Que les rapports de genre soient modelés par l’histoire et la « société », c’est une évidence pour Christine Delphy, parler d’une femme en termes de vagin, d’utérus, et des processus bio-chimiques qui l’accompagne, et qui ne sont pas les mêmes quand on possède une bite et des couilles, c’est réducteur, c’est déterminant, et c’est impensable (voire c’est un mensonge pseudo-scientifique)…sauf quand il s’agit d’un-e pute, qui ne profite pas des millions d’années d’évolution, de diversification, de complexification de la sexualité comme pratique devenue « culturelle ». Un-e pute restera toujours une bête, un individu proche du débile mental, sans volonté propre - et si elle n’est pas son sexe, elle le deviendra…
Si Christine Delphy se demande ce qui, techniquement et matériellement, délimite un « rapport sexuel », je lui demanderais ce qui, techniquement et matériellement, délimite « l’humiliation » et si elle peut se faire sans un rapport avec qui elle fait cet acte d’humilier…
Si le rapport sexuel ne peut faire l’objet d’un échange argenté, parce qu’il n’est pas un objet indépendant des individus (avec leurs personnalités, leurs faiblesses, leurs sensibilités, blabla) qui consentent à cet usage, en quoi l’humiliation est-elle achetable, matérialisable, technicisable ?
Pour tourner encore la cervelle dans tous les sens, je me demande comment peut humilier un masochiste qui cherche à être humilié, et qui quelquefois paye pour ressentir (et jouir de) ce sentiment d’humiliation : faudrait-il inventer un nouveau concept d’humiliation de l’humiliation, voire de l’humilié humiliant ?
Autrement dit, je n’empêche pas à Christine Delphy de penser que dans le sexe, on peut s’humilier, être humilié, etc., je ne lui en veux même pas de croire en l’humiliation, je lui demanderais juste de m’apporter, pour voir, une livre d’humiliation.
(sur un plateau)
Marcela Iacub : Entretien dans Libération, édition du 29 février 2008

On s’est contenté de changer le contenu des contraintes. Il est faux de croire qu’on n’est passé d’un monde dans lequel on était accablé par des contraintes injustes, vers un régime de liberté sexuelle et procréative. Ce vieux maître rigide qu’était le mariage a été remplacé par un autre, tout aussi arbitraire, et, sans doute, plus redoutable encore qui est le sexe.
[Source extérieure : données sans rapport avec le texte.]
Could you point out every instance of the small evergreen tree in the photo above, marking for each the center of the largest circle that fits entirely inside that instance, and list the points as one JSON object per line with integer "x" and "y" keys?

Par ceci, j’entends un ensemble de normes juridiques qui a fait de la sexualité, non seulement le fondement des liens de filiation au détriment de la volonté, mais aussi la chose la plus importante en ce qui concerne notre bien-être psychique. La sexualité n’est pas une activité libre gouvernée par le seul consentement, mais quelque chose d’extrêmement délicat et dangereux qui peut, à tout moment, mettre en miettes notre santé mentale et notre avenir.
Quels ont les effets des réformes de cette époque comme la contraception ou l’avortement ?
La famille n’est plus organisée autour du mariage mais du ventre fertile des femmes. On met souvent en avant le fait que ces nouvelles lois ont permis aux femmes ne pas être enceintes lorsqu’elles ne le souhaitent pas. Ce faisant, on oublie le principal, c’est-à-dire que ce sont elles seules qui ont le pouvoir de faire naître. Ainsi, l’homme n’a pas le droit de demander à une femme d’avorter. C’est quand même un peu gonflé que l’on puisse encore imposer à un homme une paternité non désirée. Cela signifie que la liberté procréative n’est pas complète, car elle ne concerne que la moitié de la population. Les féministes traditionnelles voient cela comme une vengeance contre les hommes et le patriarcat.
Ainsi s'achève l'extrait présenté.